两位同时代的诗人,按理说互相之间肯定有所评价或看法,况且李白和杜甫认识,而且还意气相投,关系非常好,这样互相之间就应该会更多地有一些评议,或褒或贬,权当切磋诗艺。但我们可以看到,杜甫诗中提及李白的地方很多,且大都是称赞李白之诗的高妙。但李白诗中几乎无一诗提及杜甫,更不要说对杜甫的诗做任何评价了。这是一个很奇怪的现象。对于李白,杜甫先是称他为“李候金闺彦。”(《赠李白》),杜甫说“两年客东都,所历厌机巧。”而正是因为有李白在,才使得他“脱身事幽讨”。后来他又说“李候有佳句,往往似阴铿。”(《与李十二白同寻范十隐居》),还说“更寻佳树传,不忘角弓诗。”(《冬日有怀李白》)。他指出李诗的“清新俊逸”,赞道“白也诗无敌,飘然思不群。”(《春日忆李白》)这应该看作是杜甫对李诗的总评,也是准确地对后人发生过巨大影响的总评,也可说是对李诗的最高评价了,后人为了说明李诗的高妙,往往都引用杜甫的这句评语。

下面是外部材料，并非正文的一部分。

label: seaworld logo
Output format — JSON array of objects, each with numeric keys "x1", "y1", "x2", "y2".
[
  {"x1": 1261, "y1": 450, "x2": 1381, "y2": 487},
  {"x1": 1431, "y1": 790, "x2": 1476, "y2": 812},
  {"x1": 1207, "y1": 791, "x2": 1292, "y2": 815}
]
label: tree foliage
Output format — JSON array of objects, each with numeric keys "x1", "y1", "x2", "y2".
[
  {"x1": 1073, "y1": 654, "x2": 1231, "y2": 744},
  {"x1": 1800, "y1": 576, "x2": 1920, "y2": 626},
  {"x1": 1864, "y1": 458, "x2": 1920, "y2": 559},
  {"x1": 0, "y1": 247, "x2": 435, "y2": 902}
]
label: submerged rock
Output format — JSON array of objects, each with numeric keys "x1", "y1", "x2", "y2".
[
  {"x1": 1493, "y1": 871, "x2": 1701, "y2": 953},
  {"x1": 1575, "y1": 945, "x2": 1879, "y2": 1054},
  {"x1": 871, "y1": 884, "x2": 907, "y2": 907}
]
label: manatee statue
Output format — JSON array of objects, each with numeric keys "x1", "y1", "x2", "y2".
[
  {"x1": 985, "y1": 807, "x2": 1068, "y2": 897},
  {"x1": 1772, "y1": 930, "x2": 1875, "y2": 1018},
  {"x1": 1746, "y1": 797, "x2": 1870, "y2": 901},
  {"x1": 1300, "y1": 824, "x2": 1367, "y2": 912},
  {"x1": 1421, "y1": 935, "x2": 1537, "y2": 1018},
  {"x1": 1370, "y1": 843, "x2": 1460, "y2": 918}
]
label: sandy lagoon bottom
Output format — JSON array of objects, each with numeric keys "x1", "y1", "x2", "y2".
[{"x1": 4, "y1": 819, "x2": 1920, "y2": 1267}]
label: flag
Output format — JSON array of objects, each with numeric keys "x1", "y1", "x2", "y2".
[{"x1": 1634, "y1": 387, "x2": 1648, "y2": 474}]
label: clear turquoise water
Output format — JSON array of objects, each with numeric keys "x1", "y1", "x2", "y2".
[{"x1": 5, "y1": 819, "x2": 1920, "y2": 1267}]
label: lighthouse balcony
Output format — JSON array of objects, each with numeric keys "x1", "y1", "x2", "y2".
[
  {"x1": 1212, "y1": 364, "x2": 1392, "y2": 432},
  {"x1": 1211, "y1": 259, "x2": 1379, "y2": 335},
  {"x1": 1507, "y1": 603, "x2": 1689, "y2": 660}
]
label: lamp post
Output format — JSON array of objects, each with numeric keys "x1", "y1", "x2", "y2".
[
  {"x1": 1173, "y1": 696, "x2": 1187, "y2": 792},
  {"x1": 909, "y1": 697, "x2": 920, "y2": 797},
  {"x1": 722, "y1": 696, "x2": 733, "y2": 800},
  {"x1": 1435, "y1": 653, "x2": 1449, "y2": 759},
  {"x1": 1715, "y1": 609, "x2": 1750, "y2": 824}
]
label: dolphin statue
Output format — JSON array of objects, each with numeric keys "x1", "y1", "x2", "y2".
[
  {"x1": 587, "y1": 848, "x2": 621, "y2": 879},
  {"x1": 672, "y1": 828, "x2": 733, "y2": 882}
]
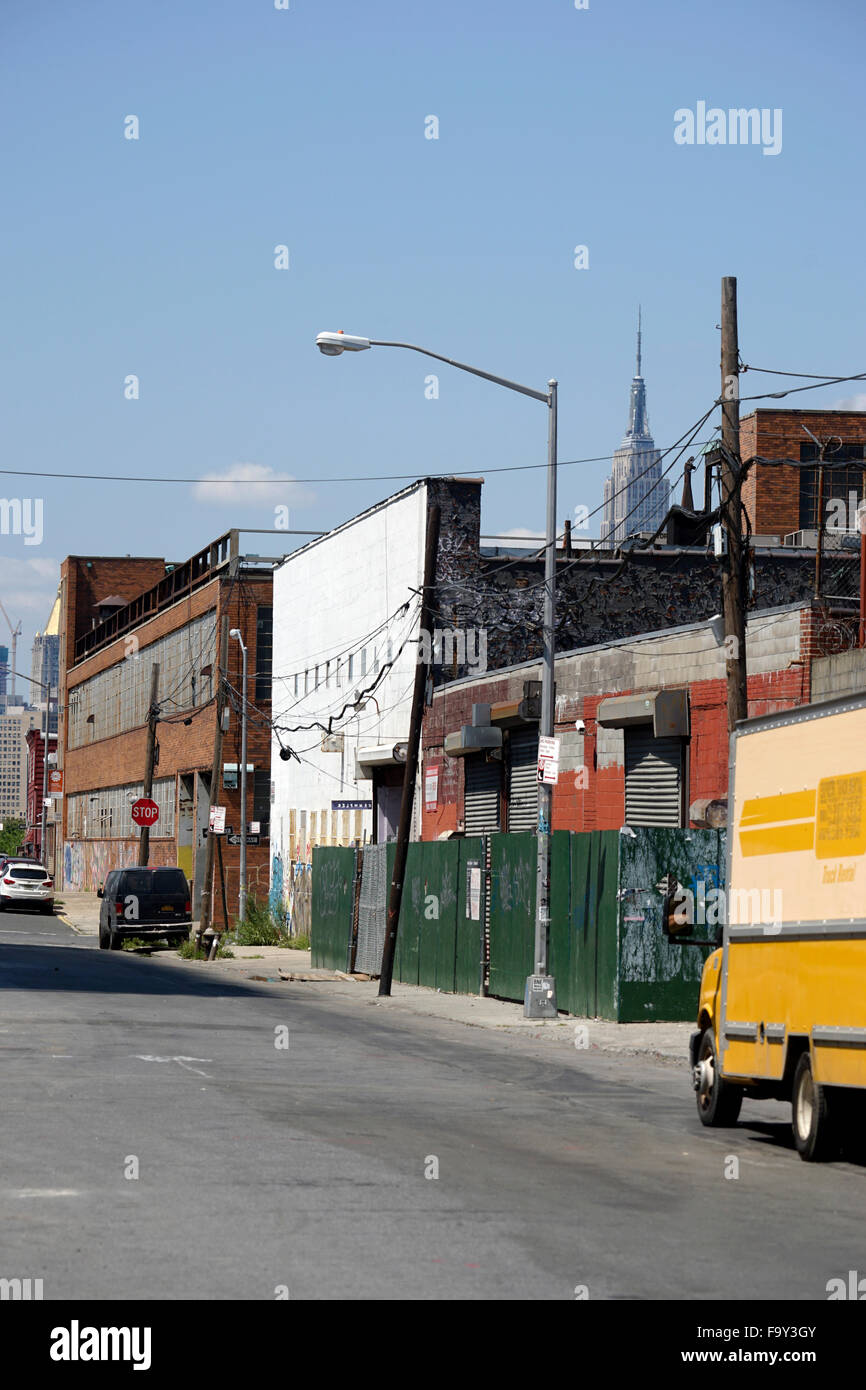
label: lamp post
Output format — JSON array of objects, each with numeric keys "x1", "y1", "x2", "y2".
[
  {"x1": 315, "y1": 331, "x2": 559, "y2": 1016},
  {"x1": 229, "y1": 629, "x2": 248, "y2": 926}
]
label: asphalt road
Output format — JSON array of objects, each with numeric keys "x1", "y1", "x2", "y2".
[{"x1": 1, "y1": 908, "x2": 865, "y2": 1301}]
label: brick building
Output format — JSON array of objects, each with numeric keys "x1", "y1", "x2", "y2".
[
  {"x1": 270, "y1": 454, "x2": 860, "y2": 867},
  {"x1": 740, "y1": 407, "x2": 866, "y2": 541},
  {"x1": 57, "y1": 533, "x2": 273, "y2": 927},
  {"x1": 421, "y1": 600, "x2": 861, "y2": 839},
  {"x1": 24, "y1": 726, "x2": 58, "y2": 860}
]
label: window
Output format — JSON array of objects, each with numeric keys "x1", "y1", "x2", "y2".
[
  {"x1": 253, "y1": 770, "x2": 270, "y2": 838},
  {"x1": 348, "y1": 654, "x2": 354, "y2": 681},
  {"x1": 255, "y1": 606, "x2": 273, "y2": 703},
  {"x1": 799, "y1": 442, "x2": 866, "y2": 532},
  {"x1": 294, "y1": 674, "x2": 299, "y2": 697}
]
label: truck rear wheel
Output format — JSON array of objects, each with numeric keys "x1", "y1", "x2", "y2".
[
  {"x1": 792, "y1": 1052, "x2": 840, "y2": 1162},
  {"x1": 696, "y1": 1029, "x2": 743, "y2": 1127}
]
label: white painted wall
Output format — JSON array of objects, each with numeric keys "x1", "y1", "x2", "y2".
[{"x1": 271, "y1": 483, "x2": 428, "y2": 862}]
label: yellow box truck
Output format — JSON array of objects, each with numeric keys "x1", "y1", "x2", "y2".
[{"x1": 668, "y1": 693, "x2": 866, "y2": 1161}]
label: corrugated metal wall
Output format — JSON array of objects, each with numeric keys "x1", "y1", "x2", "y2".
[
  {"x1": 464, "y1": 757, "x2": 501, "y2": 833},
  {"x1": 507, "y1": 728, "x2": 538, "y2": 832},
  {"x1": 624, "y1": 731, "x2": 684, "y2": 826}
]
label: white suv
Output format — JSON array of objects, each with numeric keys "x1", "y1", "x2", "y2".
[{"x1": 0, "y1": 863, "x2": 54, "y2": 913}]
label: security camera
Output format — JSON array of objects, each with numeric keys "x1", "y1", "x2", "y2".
[{"x1": 575, "y1": 719, "x2": 585, "y2": 733}]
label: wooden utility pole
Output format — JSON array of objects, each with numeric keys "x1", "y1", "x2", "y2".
[
  {"x1": 137, "y1": 663, "x2": 160, "y2": 866},
  {"x1": 199, "y1": 617, "x2": 230, "y2": 939},
  {"x1": 379, "y1": 504, "x2": 441, "y2": 997},
  {"x1": 720, "y1": 276, "x2": 748, "y2": 731}
]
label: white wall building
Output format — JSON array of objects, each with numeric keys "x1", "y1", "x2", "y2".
[{"x1": 271, "y1": 481, "x2": 434, "y2": 861}]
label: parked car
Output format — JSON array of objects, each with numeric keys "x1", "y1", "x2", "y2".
[
  {"x1": 0, "y1": 862, "x2": 54, "y2": 913},
  {"x1": 97, "y1": 867, "x2": 192, "y2": 950}
]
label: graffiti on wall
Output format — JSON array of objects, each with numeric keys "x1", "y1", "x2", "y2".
[
  {"x1": 63, "y1": 840, "x2": 176, "y2": 893},
  {"x1": 269, "y1": 851, "x2": 313, "y2": 934},
  {"x1": 269, "y1": 852, "x2": 286, "y2": 924}
]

诚然,杜甫对自己的诗才是自许颇高的,他曾自夸“气劘屈贾垒,目短曹刘墙。”(《壮游》),还曾说“赋料扬雄敌,诗看子健亲。”(《奉赠韦左丞丈二十二韵》)和“赋或似相如”(《酬高使君相赠》),把自己视为扬雄、曹植和司马相如式的诗人,可见他对自己的诗才很自负,但他却没有“傲倪凌蔑,目空一切”的态度。他对同代的李白、王维、高适、岑参、孟云卿、元结等都作过肯定的评论和评价。对李白的评价我们上面看到了,已经把李诗放到一个很高的位置了。他评价岑参说“岑生多新诗,性亦嗜醇酎。”(《九日寄岑参》)它在湖城城南碰到孟云卿的时候,把他带到刘颢家中,三人饮酒吟诗,最后叹道“人生会合不可常,庭树鸡鸣泪如线。”(《湖城东遇孟云卿,复归刘颢宅宿宴,饮散因为醉歌》)杜甫没有对谁“高目”过,“文人相轻”的陋习,在他身上没有污染。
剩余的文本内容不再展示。